Barack Obama has come under fire for presiding over an NSA with a mandate for domestic spying. The agency’s biggest secrets are now exposed publicly since contractor Edward Snowden leaked them to the press and fled to Russia.
And the president has faced growing outrage from Sen. Rand Paul of Kentucky and other libertarian-minded Republicans, following his Department of Justice’s longtime refusal to guarantee that it won’t use drones to surveil Americans – an assurance it gave only in the face of an embarrassing Senate filibuster.
The White House continues to use unmanned drones as first-strike weapons against terrorism targets overseas.
Matt Damon campaigned aggressively for then-Senator Obama during the 2008 election season. Nine days before the 2008 election, Matt Damon told a room full of volunteers in Florida that they should work hard to “make sure Barack wins”.
But in the president’s second term, the bloom is clearly off the rose.
Matt Damon told reporters in August 2011 that he was “really dissatisfied” with Barack Obama “doubling down” on George W. Bush’s “bad ideas” for education.
Three months later in an interview with Elle magazine Matt Damon said: “I’ve talked to a lot of people who worked for Obama at the grassroots level. One of them said to me, <<Never again. I will never be fooled again by a politician>>.”
“You know, a one-term president with some balls who actually got stuff done would have been, in the long run of the country, much better.”
Matt Damon’s criticism of Barack Obama began in late 2010, and by April 2011 the president was ready to fire back, albeit in good fun.
“It’s fair to say that when it comes to my presidency, the honeymoon is over,” Barack Obama said at the White House Correspondents Dinner.
“Matt Damon said he was disappointed in my performance. Well Matt, I just saw The Adjustment Bureau so right back atcha buddy.”
Matt Damon has come under fire this week following revelations that despite his long-term advocacy for improving public education, he sends his own children to a private school.
“I pay for a private education and I’m trying to get the one that most matches the public education that I had,” he told The Guardian, “but that kind of progressive education no longer exists in the public system. It’s unfair.”
During a 2011 rally in Washington D.C., Matt Damon told a crowd of teachers that he would not trade his own public school education “for anything”.

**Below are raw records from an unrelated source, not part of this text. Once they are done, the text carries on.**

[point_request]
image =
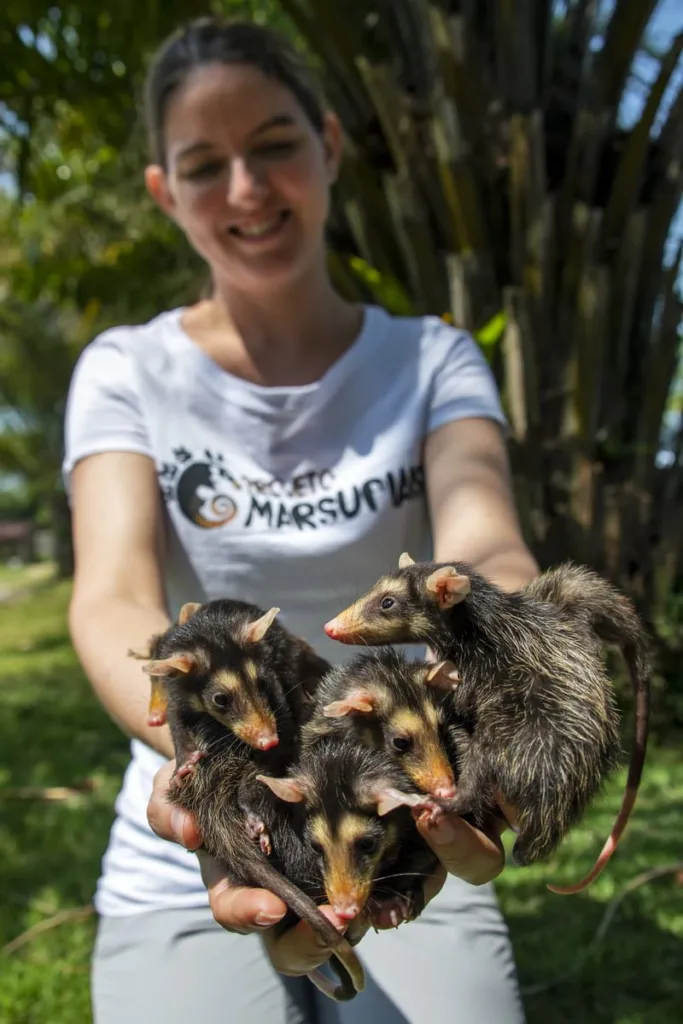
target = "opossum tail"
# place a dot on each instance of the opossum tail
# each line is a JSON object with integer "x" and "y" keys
{"x": 344, "y": 961}
{"x": 635, "y": 655}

Matt Damon’s upcoming film Elysium, which opens Friday, has been panned by conservatives for arguing for a socialist utopia as an alternative to a future world of haves and have-nots.
The Occupy Wall Street-inspired plot line involves a wealthy elite class that has abandoned an overcrowded Earth for a luxury space station, leaving the rest of humanity in crime-ridden and poverty-stricken squalor.